I have five brothers, four living. My younger brother David was killed in a motorcycle accident thirty years ago this week. Thirty years. And I still think of him.
David was probably the most witty and clever of the bunch. Even as a young child he had the most developed sense of humor. Most of my memories of him are in moments of levity.
Back in about 1964 our oldest brother bought a 1956 Chevy and immediately began the process of installing a new engine/motor/power train – whatever you call those things. He ordered a ‘short block six cylinder from the Montgomery Wards Catalog.’ In the true spirit of hillbillies, the gang assembled for the installation. The gang of shade tree mechanics included my father, an uncle, an old friend of my father, and my oldest brother. They rented a hoist to lift the engine and went to work in the open space of our back yard – guided by the spirit of hillbilly logic.
I think I was about fourteen, David was nine. He and I watched the process of building an automobile engine literally from the ground up. Those were days of mechanical adjustments to engine performance. Little screws on the carburetor were adjusted for the proper fuel and air mixture. Proper adjustment was determined by skilled ears, listening to the puttering of the engine, then adjusting either air or fuel to ‘tune up the engine.’

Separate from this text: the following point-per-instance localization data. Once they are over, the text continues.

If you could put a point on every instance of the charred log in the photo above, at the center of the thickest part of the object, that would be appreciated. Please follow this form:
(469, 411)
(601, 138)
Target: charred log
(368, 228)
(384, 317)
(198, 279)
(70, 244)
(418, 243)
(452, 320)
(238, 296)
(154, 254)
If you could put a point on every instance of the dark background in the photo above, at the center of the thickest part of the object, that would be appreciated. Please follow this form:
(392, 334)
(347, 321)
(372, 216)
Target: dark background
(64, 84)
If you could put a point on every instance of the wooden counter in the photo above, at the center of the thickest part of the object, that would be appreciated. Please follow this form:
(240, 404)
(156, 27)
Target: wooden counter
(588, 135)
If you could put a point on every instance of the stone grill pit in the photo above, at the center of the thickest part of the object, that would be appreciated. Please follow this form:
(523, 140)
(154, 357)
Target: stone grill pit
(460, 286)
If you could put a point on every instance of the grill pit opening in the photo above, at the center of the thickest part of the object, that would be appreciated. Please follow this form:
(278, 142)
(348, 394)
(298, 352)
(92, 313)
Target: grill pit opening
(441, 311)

When the hard manual labor was complete the moment of truth was at hand. They turned the ignition switch and the engine sputtered to life – the time of adjustment was at hand. David was always curious. He put his hands on the front fender and studied the gurgling engine. As he looked back at us he realized the moment of humor was at hand. David stood back, his right hand on the fender, and began shaking in rhythm to the jerking motion of a newborn, un-tuned engine.
Another younger brother and I were hee-hawing at the visible physical humor – but the humor was lost on the shade tree mechanics – they did not think David was very funny. It was time for us young’uns to exit the yard – or risk the wrath of who-knows-what.

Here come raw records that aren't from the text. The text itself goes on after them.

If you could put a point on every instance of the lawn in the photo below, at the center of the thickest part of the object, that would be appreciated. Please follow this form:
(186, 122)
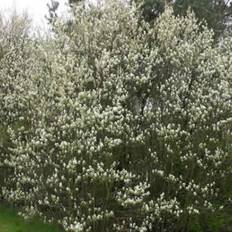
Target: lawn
(11, 222)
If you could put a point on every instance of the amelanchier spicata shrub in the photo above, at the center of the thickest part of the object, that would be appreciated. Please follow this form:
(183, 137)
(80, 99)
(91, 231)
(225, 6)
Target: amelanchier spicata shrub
(122, 125)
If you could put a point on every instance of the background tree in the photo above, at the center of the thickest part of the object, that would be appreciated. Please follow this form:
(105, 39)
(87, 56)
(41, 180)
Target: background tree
(215, 13)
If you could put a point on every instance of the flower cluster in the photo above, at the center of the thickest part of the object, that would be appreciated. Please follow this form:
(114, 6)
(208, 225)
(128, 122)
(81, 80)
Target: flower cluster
(115, 124)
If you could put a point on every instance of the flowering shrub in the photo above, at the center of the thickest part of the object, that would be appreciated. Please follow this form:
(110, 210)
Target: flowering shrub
(121, 125)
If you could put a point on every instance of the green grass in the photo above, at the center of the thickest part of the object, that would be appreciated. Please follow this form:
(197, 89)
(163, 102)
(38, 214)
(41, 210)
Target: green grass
(11, 222)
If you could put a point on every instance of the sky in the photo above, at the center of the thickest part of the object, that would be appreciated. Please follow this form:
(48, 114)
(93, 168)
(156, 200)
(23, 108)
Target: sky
(36, 9)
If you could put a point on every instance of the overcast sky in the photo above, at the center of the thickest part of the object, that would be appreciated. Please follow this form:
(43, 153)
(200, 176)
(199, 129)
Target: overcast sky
(36, 9)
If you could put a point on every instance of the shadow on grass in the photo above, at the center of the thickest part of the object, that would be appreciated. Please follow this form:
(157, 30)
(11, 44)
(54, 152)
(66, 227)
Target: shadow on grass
(11, 222)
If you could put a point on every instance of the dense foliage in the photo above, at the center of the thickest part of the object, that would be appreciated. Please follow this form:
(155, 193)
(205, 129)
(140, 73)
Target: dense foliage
(116, 124)
(216, 14)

David grew up and joined the Navy in what the military refers to as the ‘Vietnam Era.’ At least – that is what it says on his military paid for headstone. I think he served on the USS Forestall, with one tour of duty in the Mediterranean. When he left the Navy he bought a motorcycle and toured the East Coast, settling in Key West, Florida, with other lost souls. They partied on the coastal beaches, smoking marijuana and drinking beer, a traditional military program of reintroduction to civilian life.
It was on the causeway of the Florida Keys that David’s motorcycle hit a bridge. There was never a clear explanation of what happened. The only witness was a girl riding with him – and she was not clear in her evaluation of the circumstances. The cause makes no difference today.
Grief lives on.
My parents have been married for sixty-three years. Many family pictures were on display at their sixtieth wedding celebration in the social room of their church. The pictures were arranged chronologically along several tables. I walked along, studying the pictorial history. About a third of the way through the progression David ceased to exist in the pictures. All of the rest of us married, had children, careers, homes, lives.
I cannot help but wonder what David’s life would have been. I am certain of only this – my life would have been better if he had been around.
At the very least, I would have had many more laughs.
P.S. I should mention that we had one sister.